Asciano tra i Comuni più virtuosi della Toscana. Il borgo delle Crete Senesi ha raggiunto nei primi mesi del 2018 quota 70% di raccolta differenziata, obiettivo che la Regione Toscana si è posta di raggiungere entro il 2020. «I comportamenti virtuosi degli ultimi anni dei cittadini di Asciano e di Arbia sono stati premiati – dichiara il sindaco di Asciano Paolo Bonari – la quota del 70% di raccolta differenziata ci permetterà ora di godere di notevoli vantaggi a partire da una bolletta dei rifiuti più leggera, oltre naturalmente a benefici per l’ambiente in cui viviamo.

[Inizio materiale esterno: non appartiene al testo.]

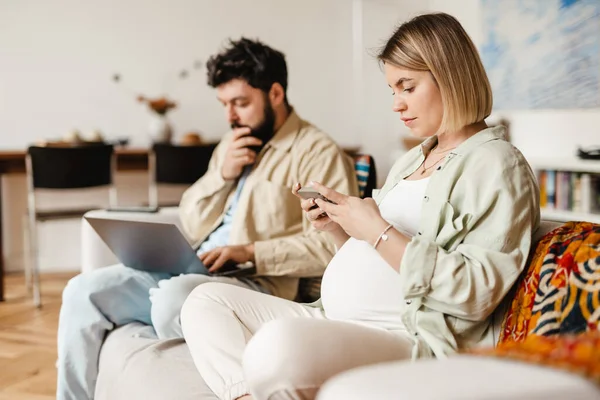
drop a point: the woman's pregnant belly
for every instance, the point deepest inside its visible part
(360, 286)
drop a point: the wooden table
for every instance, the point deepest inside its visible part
(13, 161)
(128, 159)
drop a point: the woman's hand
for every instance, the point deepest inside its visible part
(359, 218)
(318, 219)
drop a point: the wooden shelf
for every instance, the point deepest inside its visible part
(566, 164)
(565, 216)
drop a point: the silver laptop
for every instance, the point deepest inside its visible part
(157, 247)
(149, 246)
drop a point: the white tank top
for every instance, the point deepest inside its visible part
(358, 284)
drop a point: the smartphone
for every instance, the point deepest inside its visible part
(311, 193)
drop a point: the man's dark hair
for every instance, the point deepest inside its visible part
(258, 64)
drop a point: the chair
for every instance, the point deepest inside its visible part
(62, 168)
(309, 289)
(172, 164)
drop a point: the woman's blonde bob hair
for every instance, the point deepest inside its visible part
(438, 43)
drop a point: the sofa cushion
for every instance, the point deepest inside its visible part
(136, 365)
(458, 378)
(560, 290)
(578, 353)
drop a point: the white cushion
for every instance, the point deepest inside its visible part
(459, 378)
(95, 253)
(136, 365)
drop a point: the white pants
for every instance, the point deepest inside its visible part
(296, 350)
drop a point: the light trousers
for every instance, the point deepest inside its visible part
(96, 302)
(245, 342)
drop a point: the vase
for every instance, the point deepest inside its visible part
(159, 129)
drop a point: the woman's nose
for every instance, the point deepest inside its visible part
(399, 105)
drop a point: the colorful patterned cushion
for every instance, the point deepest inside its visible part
(576, 353)
(560, 292)
(553, 318)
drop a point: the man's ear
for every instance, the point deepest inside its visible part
(276, 95)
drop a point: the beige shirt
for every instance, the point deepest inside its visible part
(268, 214)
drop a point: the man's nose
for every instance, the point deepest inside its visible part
(231, 115)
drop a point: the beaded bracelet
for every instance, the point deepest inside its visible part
(383, 236)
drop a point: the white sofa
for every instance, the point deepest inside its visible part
(134, 364)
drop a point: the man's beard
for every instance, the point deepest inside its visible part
(265, 131)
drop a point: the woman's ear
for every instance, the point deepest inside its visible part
(276, 95)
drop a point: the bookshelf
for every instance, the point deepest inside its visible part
(569, 188)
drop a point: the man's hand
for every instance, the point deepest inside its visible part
(216, 258)
(238, 154)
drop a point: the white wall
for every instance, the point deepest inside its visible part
(57, 59)
(537, 133)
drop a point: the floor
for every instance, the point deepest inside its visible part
(28, 339)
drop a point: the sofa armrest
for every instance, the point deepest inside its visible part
(96, 254)
(459, 378)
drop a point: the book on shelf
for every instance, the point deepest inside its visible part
(569, 191)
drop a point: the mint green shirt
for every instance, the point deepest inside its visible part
(479, 212)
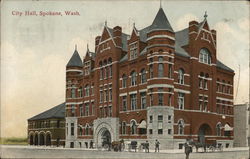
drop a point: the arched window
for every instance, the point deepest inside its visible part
(204, 56)
(124, 81)
(181, 127)
(181, 76)
(218, 129)
(133, 78)
(87, 90)
(143, 76)
(80, 131)
(133, 127)
(123, 127)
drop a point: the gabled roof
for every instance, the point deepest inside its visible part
(161, 22)
(222, 66)
(55, 112)
(75, 60)
(124, 39)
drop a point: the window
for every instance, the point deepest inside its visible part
(218, 129)
(72, 129)
(169, 131)
(87, 109)
(170, 70)
(133, 51)
(80, 92)
(160, 70)
(150, 119)
(80, 131)
(143, 76)
(124, 103)
(169, 119)
(151, 71)
(133, 78)
(133, 101)
(150, 131)
(181, 100)
(123, 127)
(160, 118)
(133, 127)
(73, 93)
(81, 110)
(110, 94)
(143, 100)
(87, 90)
(87, 130)
(124, 81)
(204, 56)
(181, 127)
(160, 131)
(181, 76)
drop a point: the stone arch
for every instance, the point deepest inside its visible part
(100, 131)
(42, 138)
(31, 138)
(48, 137)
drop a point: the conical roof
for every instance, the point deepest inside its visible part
(161, 21)
(75, 60)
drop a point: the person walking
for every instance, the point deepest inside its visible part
(157, 145)
(188, 149)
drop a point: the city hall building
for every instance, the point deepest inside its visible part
(155, 83)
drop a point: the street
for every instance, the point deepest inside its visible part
(40, 152)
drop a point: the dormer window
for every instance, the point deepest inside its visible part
(204, 56)
(133, 51)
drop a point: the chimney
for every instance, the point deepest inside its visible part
(97, 39)
(117, 33)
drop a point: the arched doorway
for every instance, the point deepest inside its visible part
(106, 137)
(48, 139)
(41, 141)
(31, 139)
(36, 139)
(204, 130)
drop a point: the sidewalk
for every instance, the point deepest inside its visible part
(141, 151)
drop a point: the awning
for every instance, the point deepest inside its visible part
(143, 124)
(227, 128)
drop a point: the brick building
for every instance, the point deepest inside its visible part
(48, 128)
(155, 83)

Nel 2018, infatti, i cittadini pagheranno quasi il 7% in meno rispetto allo scorso anno in bolletta Tari. Una diminuzione a cui si somma la riduzione già applicata nel 2017 e quella programmata dall’amministrazione comunale per il 2019». Ad incidere sulla tassazione più leggera, anche la scelta lungimirante del Comune di gestire autonomamente il servizio di riscossione e accertamento della Tari. E proprio questa nuova gestione permetterà all’amministrazione comunale di attivare, senza costi aggiuntivi, nel 2018 un sistema di video trappole dislocate su tutto il territorio comunale per individuare i “furbetti” che coloro che non raccolgono le deiezioni dei cani e coloro che abbandonano i sacchi dei rifiuti lontano dai luoghi di conferimento e senza rispettare giorni e orari. Tra le novità in arrivo anche l’installazione di nuove telecamere al Ponte del Garbo, dove l’unica postazione libera per il conferimento dei rifiuti senza giorni e orari sarà spostata sul retro del cimitero. L’accesso a questa postazione, troppo spesso utilizzata impropriamente da chi dovrebbe invece utilizzare il porta a porta, sarà regolamentata ed utilizzabile solo in casi di effettiva necessità.Nell’ottica di migliorare ancora di più la raccolta differenziata e permettere ai cittadini ulteriori risparmi in bolletta, nei prossimi mesi lo Sportello al cittadino raddoppierà l’apertura sia ad Asciano sia ad Arbia.